SMA taşıyıcılarının embriyolarına genetik test imkanı
Her 100 kişiden üçü SMA taşıyıcısı. SMA taşıyıcılık testi yine devlet tarafından, evlilik öncesi aile sağlığı merkezlerinde (çiftlerin istemesi halinde) yapılabiliyor. Akraba evlilikleri, iki taşıyıcının bir araya gelmesini kolaylaştırıyor.

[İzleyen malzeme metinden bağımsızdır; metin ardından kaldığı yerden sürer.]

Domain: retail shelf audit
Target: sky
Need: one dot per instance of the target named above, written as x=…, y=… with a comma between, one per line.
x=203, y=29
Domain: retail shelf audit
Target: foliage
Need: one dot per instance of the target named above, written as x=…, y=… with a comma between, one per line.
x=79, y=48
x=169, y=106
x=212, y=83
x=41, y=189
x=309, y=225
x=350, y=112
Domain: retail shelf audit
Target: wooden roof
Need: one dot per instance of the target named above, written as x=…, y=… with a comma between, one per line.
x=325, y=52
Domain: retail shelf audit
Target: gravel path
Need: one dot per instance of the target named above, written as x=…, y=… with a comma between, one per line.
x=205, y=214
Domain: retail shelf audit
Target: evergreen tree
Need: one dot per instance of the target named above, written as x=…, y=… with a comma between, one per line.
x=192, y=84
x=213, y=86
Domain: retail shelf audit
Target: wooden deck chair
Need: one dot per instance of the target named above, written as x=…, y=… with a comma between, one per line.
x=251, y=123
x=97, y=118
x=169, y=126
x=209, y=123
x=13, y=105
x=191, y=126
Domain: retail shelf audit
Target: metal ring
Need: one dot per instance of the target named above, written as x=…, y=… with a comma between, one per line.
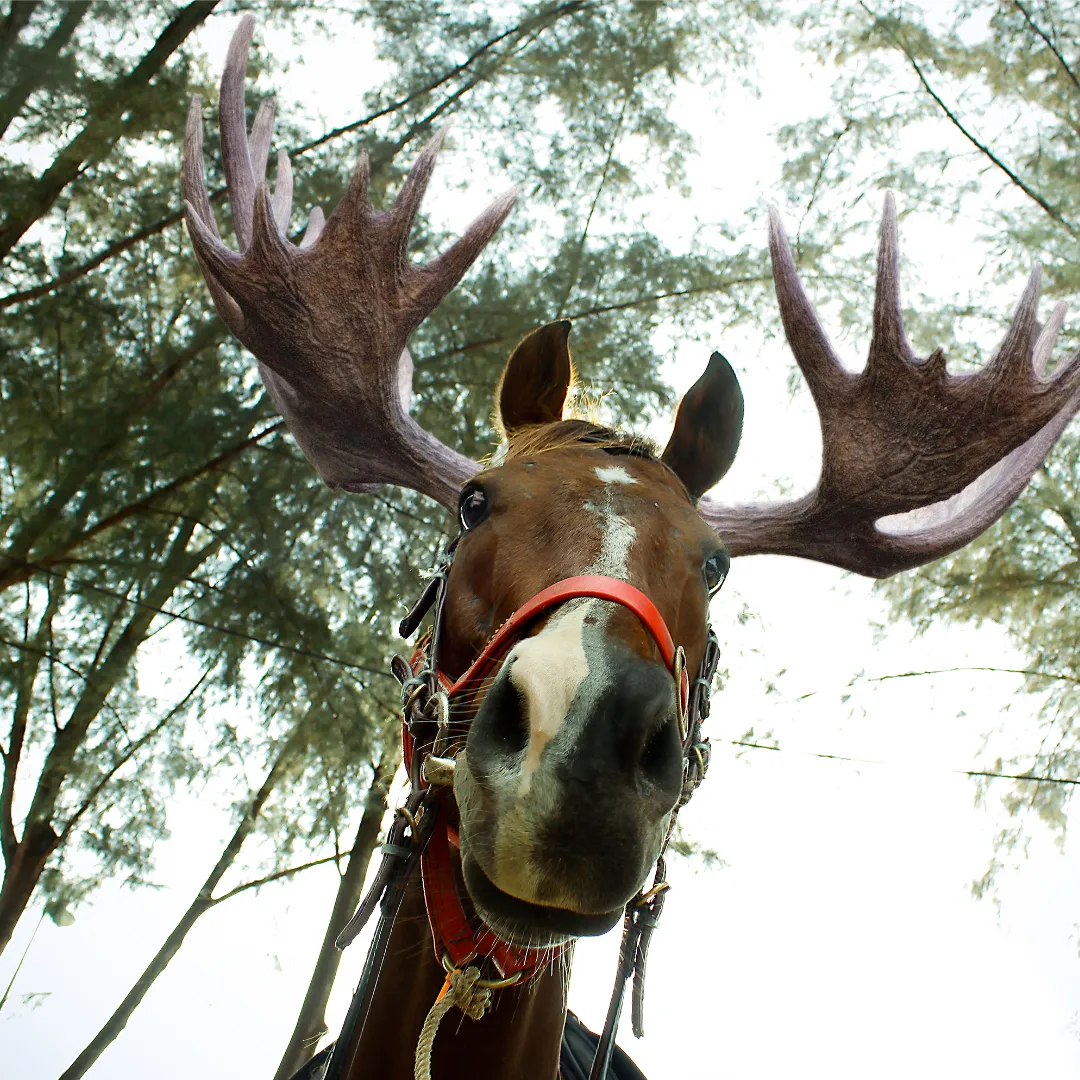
x=484, y=984
x=655, y=891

Ancak tüm SMA hastalarının ebeveynleri akraba değil.
Tıbbi genetik uzmanı Doç. Dr. Ahmet Cevdet Ceylan, kamptaki ailelere evlilik öncesi testlerle SMA taşıyıcısı olduğu tespit edilen ya da SMA’lı çocukları olan çiftlere, sağlıklı bebek için tüp bebek yöntemiyle yardımcı olunabildiğini söyledi. Annenin yumurtası ve babanın sperminden elde edilen embriyoya rahme yerleştirilmeden genetik test (PGT) yapılıyor. Testle SMA’lı olduğu saptanan embriyolar ayıklanıp, diğerleri rahme yerleştirilebiliyor. Devlet üç denemeye bu işlemi kadar karşılıyor. Ancak PGT sadece Ankara’daki kamu hastanelerinde yapılıyor. Bu da başka şehirlerde yaşayan aileleri çok zorluyor.